Zweitens ist der Ruf des Evangeliums auch eine Stimme der Liebe. „Gott hat uns gegeben den Geist der Liebe“, schrieb Paulus. Das Evangelium zeigt uns, dass wir in Gottes großer Liebe geborgen sind. Gott liebt uns bedingungslos, egal ob er Freude an uns hat oder ob wir ihm Kummer machen. Paulus schrieb: „Er hat uns selig gemacht und berufen mit einem heiligen Ruf, nicht nach unsern Werken, sondern nach seinem Ratschluss und nach der Gnade, die uns gegeben ist in Christus Jesus…“ Dieses Evangelium ermutigt uns, selbst zu lieben und dazu auf andere Menschen zuzugehen. Es ermutigt uns auch, von Jesus und seiner Liebe Zeugnis zu geben, sogar auf die Gefahr hin, dass man uns auslacht, ablehnt oder nicht für voll nimmt. Diese Evangeliumsliebe scheut auch vor Risiken nicht zurück, vor Verletzungen, vor Mühen und Leiden. Paulus forderte Timotheus auf: „Leide mit mir für das Evangelium in der Kraft Gottes.“

Das dritte, wozu Gott uns durch das Evangelium aufruft, ist die Besonnenheit. „Gott hat uns gegeben den Geist der Besonnenheit“, schrieb Paulus; so jedenfalls steht es in der aktuellen Revision der Lutherbibel. Luther hatte ursprünglich übersetzt: „Gott hat uns gegeben den Geist der Zucht“. Was ist damit gemeint – mit Zucht beziehungsweise Besonnenheit? Am treffendsten geben das im heutigen Sprachgebrauch die Begriffe „Selbstdisziplin“ und „Selbstkontrolle“ wieder. Gemeint ist die Stimme des Verstandes, die nach gründlicher Prüfung unter Umständen die Stimme des Bauchgefühls und andere Stimmen korrigiert.

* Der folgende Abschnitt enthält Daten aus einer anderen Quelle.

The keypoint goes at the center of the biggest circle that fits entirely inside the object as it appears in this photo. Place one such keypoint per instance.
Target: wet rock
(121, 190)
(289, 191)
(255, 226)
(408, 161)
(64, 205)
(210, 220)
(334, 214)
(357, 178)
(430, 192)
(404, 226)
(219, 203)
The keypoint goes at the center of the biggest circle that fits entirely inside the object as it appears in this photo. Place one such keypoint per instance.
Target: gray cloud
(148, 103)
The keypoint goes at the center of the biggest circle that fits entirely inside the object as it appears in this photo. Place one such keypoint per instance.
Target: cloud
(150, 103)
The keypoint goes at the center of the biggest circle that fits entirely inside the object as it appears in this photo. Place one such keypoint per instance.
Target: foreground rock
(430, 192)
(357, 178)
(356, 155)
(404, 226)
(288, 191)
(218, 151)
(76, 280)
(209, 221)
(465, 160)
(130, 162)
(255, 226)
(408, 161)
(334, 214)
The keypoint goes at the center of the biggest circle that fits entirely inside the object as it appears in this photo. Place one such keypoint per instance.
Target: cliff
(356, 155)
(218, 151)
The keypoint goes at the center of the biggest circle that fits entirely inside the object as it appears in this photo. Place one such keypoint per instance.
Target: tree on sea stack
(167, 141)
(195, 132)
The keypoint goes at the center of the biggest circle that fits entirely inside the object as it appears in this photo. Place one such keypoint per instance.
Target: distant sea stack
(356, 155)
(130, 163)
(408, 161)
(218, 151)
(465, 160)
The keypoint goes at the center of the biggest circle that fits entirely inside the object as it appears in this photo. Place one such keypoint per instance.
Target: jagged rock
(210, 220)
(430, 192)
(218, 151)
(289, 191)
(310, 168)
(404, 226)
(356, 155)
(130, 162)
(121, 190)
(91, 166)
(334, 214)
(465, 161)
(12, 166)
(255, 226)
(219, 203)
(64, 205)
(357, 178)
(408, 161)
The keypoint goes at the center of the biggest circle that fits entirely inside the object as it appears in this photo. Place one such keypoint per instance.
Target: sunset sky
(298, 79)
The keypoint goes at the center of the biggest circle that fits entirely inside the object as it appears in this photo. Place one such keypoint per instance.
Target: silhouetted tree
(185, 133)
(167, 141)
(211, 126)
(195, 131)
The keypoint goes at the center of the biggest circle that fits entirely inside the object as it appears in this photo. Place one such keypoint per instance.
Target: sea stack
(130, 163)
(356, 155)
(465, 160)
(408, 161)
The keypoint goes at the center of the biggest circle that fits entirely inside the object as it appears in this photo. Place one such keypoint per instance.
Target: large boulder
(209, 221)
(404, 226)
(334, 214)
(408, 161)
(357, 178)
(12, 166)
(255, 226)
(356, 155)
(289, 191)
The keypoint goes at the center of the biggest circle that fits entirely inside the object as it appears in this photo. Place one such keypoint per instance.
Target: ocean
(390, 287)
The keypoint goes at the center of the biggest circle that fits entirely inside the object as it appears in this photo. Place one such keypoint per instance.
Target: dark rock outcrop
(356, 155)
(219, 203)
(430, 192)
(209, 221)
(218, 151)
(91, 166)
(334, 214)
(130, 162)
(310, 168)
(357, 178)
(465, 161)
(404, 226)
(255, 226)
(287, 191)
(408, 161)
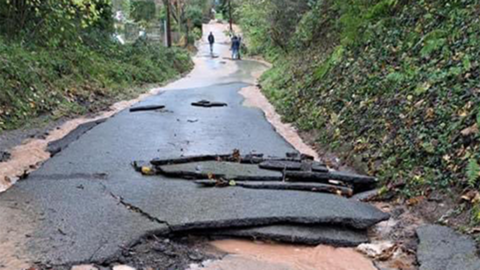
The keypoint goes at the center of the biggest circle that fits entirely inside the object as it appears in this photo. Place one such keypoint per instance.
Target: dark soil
(158, 253)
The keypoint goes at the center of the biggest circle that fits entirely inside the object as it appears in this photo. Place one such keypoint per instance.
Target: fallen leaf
(415, 200)
(470, 130)
(147, 170)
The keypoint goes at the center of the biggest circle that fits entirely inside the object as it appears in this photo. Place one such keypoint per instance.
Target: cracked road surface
(87, 202)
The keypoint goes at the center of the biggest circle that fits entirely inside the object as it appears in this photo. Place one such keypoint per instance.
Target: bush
(393, 89)
(39, 80)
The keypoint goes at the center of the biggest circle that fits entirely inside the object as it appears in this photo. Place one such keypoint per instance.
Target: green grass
(38, 81)
(393, 98)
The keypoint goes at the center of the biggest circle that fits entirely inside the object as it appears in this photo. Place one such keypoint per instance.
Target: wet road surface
(87, 202)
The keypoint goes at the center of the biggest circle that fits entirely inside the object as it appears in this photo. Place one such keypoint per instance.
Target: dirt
(177, 252)
(278, 256)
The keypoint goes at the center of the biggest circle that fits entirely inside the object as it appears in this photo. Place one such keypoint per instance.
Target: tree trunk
(169, 28)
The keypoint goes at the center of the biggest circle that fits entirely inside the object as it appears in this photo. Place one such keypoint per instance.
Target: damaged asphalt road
(82, 219)
(87, 203)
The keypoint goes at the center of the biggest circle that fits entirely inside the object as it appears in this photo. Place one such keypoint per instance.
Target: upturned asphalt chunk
(441, 248)
(309, 235)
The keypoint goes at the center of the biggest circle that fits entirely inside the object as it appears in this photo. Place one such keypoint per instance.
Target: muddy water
(208, 71)
(29, 155)
(264, 256)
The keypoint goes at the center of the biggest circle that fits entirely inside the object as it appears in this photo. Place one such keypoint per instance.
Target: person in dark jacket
(211, 40)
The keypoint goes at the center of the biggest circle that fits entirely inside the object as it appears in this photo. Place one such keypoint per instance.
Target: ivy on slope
(398, 93)
(62, 81)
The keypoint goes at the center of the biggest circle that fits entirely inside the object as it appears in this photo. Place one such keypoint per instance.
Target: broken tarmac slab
(274, 185)
(281, 165)
(184, 206)
(208, 104)
(146, 108)
(57, 146)
(441, 248)
(216, 169)
(299, 234)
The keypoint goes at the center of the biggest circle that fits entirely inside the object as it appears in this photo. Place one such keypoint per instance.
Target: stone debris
(307, 235)
(441, 248)
(123, 267)
(4, 156)
(313, 187)
(293, 172)
(147, 108)
(84, 267)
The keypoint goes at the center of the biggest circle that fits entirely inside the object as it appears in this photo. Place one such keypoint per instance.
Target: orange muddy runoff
(263, 256)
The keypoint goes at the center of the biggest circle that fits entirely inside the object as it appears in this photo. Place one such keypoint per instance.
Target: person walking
(239, 48)
(235, 47)
(211, 41)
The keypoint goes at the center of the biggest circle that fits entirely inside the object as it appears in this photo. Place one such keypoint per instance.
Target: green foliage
(53, 23)
(143, 10)
(473, 172)
(43, 81)
(391, 86)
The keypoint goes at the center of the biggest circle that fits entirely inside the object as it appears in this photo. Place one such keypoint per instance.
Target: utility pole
(230, 14)
(169, 28)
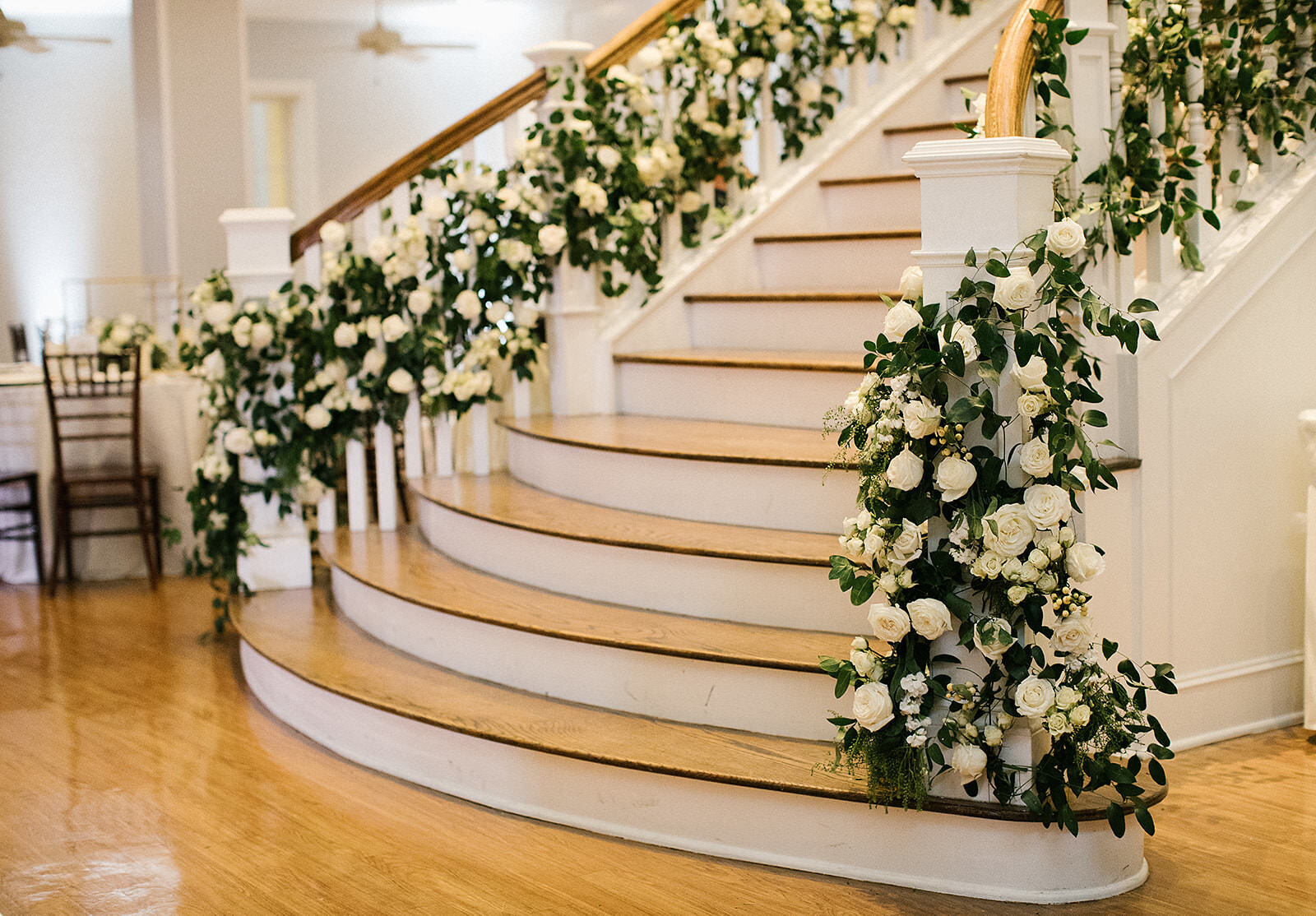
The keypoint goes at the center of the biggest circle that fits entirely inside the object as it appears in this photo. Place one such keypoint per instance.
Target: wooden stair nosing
(894, 178)
(491, 499)
(691, 440)
(727, 359)
(868, 236)
(329, 653)
(433, 581)
(802, 296)
(925, 128)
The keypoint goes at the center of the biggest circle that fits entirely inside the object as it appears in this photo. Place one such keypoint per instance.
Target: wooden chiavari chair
(96, 398)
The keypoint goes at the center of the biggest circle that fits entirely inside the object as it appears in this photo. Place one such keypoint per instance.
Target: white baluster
(359, 511)
(443, 427)
(480, 424)
(386, 478)
(327, 512)
(412, 451)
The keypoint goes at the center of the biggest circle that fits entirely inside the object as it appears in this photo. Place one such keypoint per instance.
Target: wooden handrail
(1012, 70)
(620, 49)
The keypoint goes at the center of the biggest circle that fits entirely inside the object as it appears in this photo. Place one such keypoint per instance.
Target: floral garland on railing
(451, 294)
(969, 545)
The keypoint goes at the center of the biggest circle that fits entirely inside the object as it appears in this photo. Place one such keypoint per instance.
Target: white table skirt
(173, 438)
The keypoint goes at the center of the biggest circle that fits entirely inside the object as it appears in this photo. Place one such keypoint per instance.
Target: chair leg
(145, 530)
(39, 547)
(155, 527)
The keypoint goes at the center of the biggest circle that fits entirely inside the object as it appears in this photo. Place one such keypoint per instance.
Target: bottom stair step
(706, 790)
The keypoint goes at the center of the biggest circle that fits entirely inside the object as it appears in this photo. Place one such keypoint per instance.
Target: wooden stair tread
(890, 178)
(809, 361)
(923, 128)
(298, 632)
(699, 440)
(868, 236)
(802, 296)
(503, 501)
(405, 567)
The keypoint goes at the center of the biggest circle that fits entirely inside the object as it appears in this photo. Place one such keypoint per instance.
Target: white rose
(1083, 562)
(873, 706)
(243, 332)
(911, 283)
(1031, 405)
(469, 304)
(401, 382)
(969, 761)
(239, 440)
(217, 313)
(1035, 458)
(929, 618)
(420, 302)
(964, 335)
(901, 320)
(906, 470)
(907, 544)
(374, 362)
(921, 418)
(1017, 291)
(214, 366)
(1048, 506)
(993, 637)
(1031, 375)
(345, 335)
(317, 418)
(1065, 238)
(1013, 532)
(888, 622)
(553, 238)
(1035, 696)
(392, 328)
(954, 477)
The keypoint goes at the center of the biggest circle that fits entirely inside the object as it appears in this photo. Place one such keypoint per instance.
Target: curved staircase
(622, 631)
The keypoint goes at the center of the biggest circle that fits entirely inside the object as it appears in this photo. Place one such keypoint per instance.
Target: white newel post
(581, 372)
(258, 263)
(1307, 427)
(980, 194)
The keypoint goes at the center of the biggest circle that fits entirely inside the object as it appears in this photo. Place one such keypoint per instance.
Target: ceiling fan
(388, 41)
(15, 35)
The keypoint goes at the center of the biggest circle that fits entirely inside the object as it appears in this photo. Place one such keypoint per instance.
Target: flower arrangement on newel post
(971, 433)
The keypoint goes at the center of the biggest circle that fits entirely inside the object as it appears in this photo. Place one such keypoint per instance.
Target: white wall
(67, 168)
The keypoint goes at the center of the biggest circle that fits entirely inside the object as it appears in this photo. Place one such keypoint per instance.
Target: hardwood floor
(137, 777)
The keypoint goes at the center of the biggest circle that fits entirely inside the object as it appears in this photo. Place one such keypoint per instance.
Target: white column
(258, 263)
(980, 194)
(581, 372)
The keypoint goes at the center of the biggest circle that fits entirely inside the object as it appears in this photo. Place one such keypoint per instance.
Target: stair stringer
(793, 197)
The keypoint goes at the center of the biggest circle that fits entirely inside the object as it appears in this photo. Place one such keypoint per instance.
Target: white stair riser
(1012, 861)
(785, 326)
(728, 493)
(756, 593)
(688, 690)
(857, 207)
(770, 396)
(868, 265)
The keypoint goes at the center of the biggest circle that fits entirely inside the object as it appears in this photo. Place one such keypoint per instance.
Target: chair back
(19, 341)
(95, 401)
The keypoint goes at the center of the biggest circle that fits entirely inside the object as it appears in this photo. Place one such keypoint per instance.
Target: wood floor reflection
(138, 777)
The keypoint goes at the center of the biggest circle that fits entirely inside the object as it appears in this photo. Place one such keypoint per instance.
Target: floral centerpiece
(971, 436)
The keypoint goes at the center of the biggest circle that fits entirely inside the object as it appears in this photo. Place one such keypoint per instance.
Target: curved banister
(1012, 70)
(620, 49)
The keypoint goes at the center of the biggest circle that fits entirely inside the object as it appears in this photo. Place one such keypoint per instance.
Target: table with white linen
(173, 438)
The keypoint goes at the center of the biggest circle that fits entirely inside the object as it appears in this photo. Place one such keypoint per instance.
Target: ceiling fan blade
(86, 39)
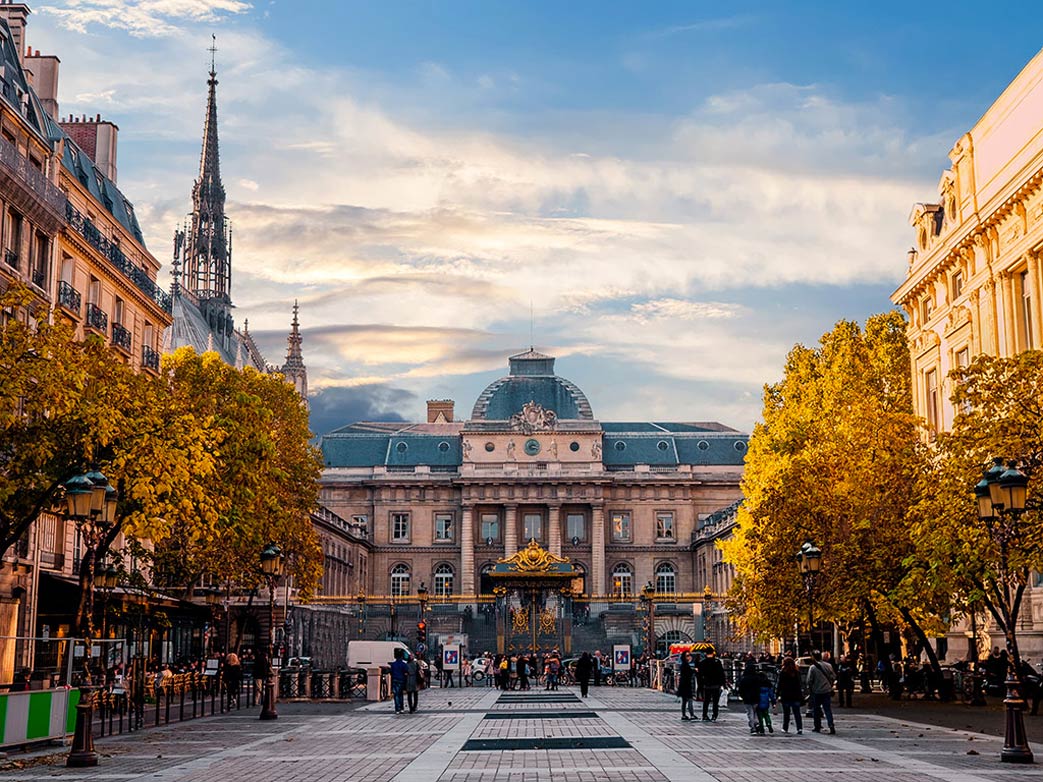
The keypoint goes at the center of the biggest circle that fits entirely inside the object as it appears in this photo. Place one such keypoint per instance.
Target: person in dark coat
(790, 690)
(749, 690)
(686, 687)
(711, 681)
(584, 667)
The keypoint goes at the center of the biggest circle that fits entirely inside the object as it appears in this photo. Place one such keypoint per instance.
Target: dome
(531, 379)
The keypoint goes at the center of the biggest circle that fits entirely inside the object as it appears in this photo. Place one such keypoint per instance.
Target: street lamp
(271, 568)
(1001, 495)
(91, 505)
(648, 596)
(809, 561)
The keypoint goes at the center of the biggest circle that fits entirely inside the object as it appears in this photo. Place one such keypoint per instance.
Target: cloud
(142, 18)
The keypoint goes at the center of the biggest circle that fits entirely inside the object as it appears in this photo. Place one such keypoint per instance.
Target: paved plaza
(481, 735)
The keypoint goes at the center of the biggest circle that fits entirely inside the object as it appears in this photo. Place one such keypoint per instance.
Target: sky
(665, 196)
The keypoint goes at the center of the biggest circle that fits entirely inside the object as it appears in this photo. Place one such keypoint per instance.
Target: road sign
(621, 657)
(451, 657)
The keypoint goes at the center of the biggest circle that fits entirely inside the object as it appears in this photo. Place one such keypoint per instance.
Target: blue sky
(680, 191)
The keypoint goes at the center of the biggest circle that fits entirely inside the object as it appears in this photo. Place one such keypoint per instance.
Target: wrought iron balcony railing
(82, 225)
(96, 318)
(149, 358)
(122, 337)
(69, 297)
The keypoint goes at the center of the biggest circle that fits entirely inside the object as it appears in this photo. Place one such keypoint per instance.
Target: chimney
(97, 138)
(43, 73)
(16, 15)
(439, 411)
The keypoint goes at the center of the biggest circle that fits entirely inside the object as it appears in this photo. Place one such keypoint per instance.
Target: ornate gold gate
(533, 602)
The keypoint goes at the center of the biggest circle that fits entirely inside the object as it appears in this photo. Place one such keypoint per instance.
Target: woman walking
(791, 693)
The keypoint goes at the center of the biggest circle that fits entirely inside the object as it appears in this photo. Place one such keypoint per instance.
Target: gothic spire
(208, 250)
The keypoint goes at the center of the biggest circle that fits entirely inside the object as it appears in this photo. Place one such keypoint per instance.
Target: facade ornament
(533, 418)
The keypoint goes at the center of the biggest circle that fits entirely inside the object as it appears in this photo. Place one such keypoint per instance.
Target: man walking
(399, 671)
(711, 679)
(820, 684)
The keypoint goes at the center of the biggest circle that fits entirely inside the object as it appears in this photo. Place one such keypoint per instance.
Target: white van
(373, 654)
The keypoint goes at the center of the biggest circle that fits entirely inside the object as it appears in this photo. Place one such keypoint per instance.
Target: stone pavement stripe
(431, 763)
(671, 764)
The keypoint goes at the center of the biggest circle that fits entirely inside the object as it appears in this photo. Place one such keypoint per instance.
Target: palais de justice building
(444, 498)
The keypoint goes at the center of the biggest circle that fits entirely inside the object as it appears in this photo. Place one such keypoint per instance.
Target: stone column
(597, 585)
(554, 530)
(510, 530)
(1033, 283)
(467, 550)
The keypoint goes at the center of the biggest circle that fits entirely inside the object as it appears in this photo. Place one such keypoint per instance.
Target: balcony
(149, 359)
(82, 225)
(97, 319)
(122, 338)
(69, 298)
(29, 189)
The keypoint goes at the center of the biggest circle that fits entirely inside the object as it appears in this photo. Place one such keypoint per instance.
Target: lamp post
(91, 505)
(809, 561)
(1001, 496)
(271, 567)
(648, 596)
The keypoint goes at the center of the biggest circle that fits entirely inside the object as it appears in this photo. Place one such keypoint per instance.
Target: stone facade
(444, 501)
(973, 284)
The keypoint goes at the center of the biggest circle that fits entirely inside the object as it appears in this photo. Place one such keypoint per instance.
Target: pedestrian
(399, 670)
(765, 704)
(412, 683)
(584, 667)
(686, 687)
(712, 680)
(845, 681)
(820, 684)
(749, 690)
(791, 693)
(233, 678)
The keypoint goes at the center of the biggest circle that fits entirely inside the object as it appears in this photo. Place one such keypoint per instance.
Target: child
(765, 704)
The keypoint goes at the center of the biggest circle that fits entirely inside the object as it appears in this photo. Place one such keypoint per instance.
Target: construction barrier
(37, 715)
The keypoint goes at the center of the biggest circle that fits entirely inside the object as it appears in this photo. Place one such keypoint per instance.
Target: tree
(999, 413)
(257, 482)
(834, 461)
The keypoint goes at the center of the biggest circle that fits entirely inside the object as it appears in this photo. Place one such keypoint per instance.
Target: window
(664, 526)
(399, 581)
(1026, 311)
(490, 527)
(576, 527)
(399, 527)
(533, 524)
(443, 527)
(621, 527)
(623, 580)
(932, 409)
(665, 579)
(443, 580)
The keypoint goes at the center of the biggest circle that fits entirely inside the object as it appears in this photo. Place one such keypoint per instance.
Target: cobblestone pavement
(477, 735)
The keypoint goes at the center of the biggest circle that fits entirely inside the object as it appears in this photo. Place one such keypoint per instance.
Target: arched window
(623, 580)
(399, 580)
(443, 580)
(665, 579)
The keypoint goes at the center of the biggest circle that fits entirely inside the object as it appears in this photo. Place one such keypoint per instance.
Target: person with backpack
(820, 684)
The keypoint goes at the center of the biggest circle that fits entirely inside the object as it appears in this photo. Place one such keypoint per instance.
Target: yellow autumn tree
(834, 462)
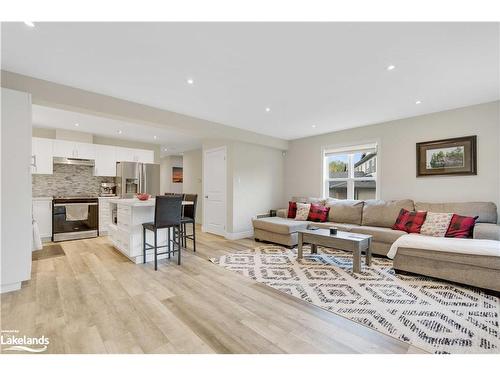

Auch für solche Selbstkontrolle ist das Evangelium die entscheidende Leitlinie, der entscheidende Prüfmaßstab. Wer sich vom „Geist der Zucht“ leiten lässt, der fragt sich: Ist mein Verhalten von der Liebe Gottes geprägt und von der Kraft des Evangeliums? Oder kommt mir meine Ängstlichkeit in die Quere, oder meine Trägheit, oder eine schlechte Angewohnheit, oder das schlechte Vorbild von Mitmenschen? Man kann den Geist der Besonnenheit auch auf die kurze Formel bringen: Wie würde sich Jesus an meiner Stelle verhalten, der ganz von Liebe und Wahrhaftigkeit durchdrungen ist?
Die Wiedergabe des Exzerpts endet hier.